All around her, more exquisite paintings—Orozco, Siqueiros, Camarena, Tamayo—calling to her. She promised herself a few private moments to enjoy the art after she reached Talia. And once they were settled in their new home in Mexico City, she’d try to find time for her own painting.

Flicking open her phone she saw four unwavering bars.
Yes
!

Mercy punched in a “2” to speed dial her mother’s cell. Rarely did she have any trouble reaching her. She heard one ring. But then the connection cut off. No cheerful voice from her mother. No voice mail. Nothing.

“Strange,” she whispered, staring at the words in the display:
Call failed
.

“Man, I hate when that happens.
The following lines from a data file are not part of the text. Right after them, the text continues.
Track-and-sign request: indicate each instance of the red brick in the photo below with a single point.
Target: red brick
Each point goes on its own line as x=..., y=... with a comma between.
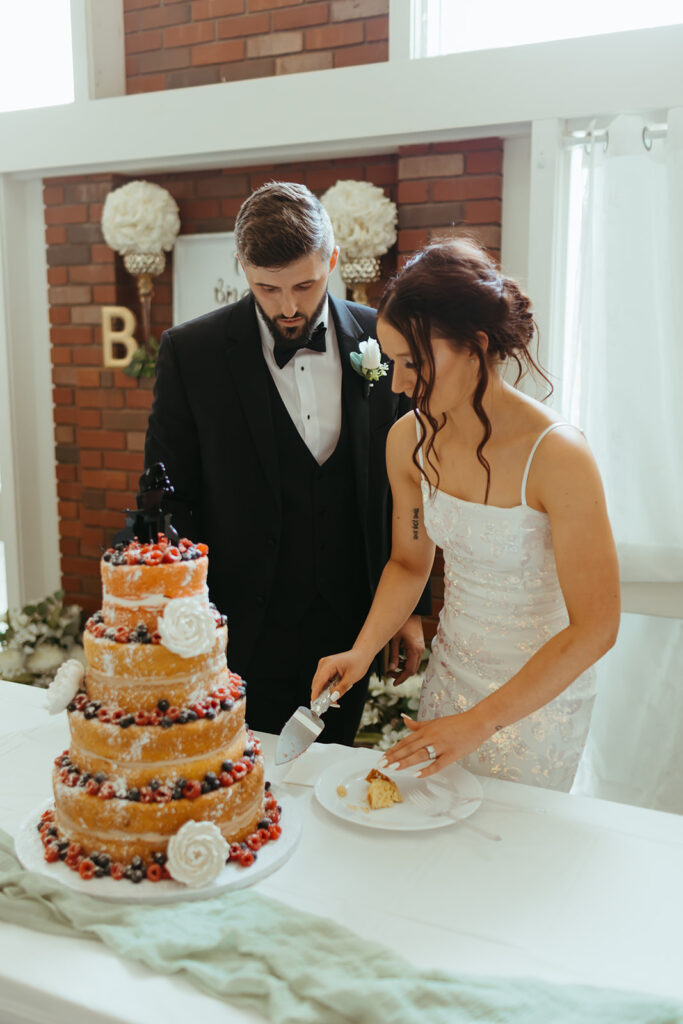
x=139, y=399
x=89, y=418
x=344, y=10
x=130, y=461
x=480, y=186
x=188, y=35
x=300, y=17
x=91, y=459
x=218, y=52
x=60, y=356
x=274, y=44
x=139, y=42
x=100, y=254
x=230, y=28
x=164, y=16
x=382, y=174
x=125, y=419
x=107, y=479
x=431, y=165
x=331, y=36
x=62, y=395
x=216, y=8
x=270, y=4
x=67, y=510
x=295, y=64
x=164, y=59
x=414, y=192
x=71, y=335
x=52, y=195
x=486, y=162
x=483, y=212
x=67, y=214
x=88, y=355
x=410, y=241
x=148, y=83
x=377, y=29
x=99, y=273
x=135, y=440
Don’t you?”

Mercy spun around to face a stranger standing in the doorway. She glared at him in irritation.
How rude!
She debated responding to him then decided she had more important things to do than teach a jerk manners.

 

 

 

 

2

Lucius Clay stepped inside the exhibition room. He had been watching the diplomat’s young wife most of the evening, waiting for the right moment to catch her alone.
Sometimes,
he thought,
fate is generous.

“Dear me, did I startle you?” He manufactured a smile for her.

She frowned.  “Yes, you did.” Her voice sounded cool, controlled. “I’m making a personal call. Would you excuse me, please?”

“Of course.” But he didn’t leave. Had no intention of leaving. Lucius took out a cigarette and his lighter. He leaned against the wall beside an oil painting titled:
The Day of the Dead
. Above it a plaque warned: “No Smoking in the Gallery.”
To light up or not? That is the question
. He lit up.

She cast him an annoyed look, turned her elegant bare back to him—revealed by the low-slung gown—and tapped a button on her phone. He enjoyed the view while she lifted the cell to her ear, preoccupied with her call.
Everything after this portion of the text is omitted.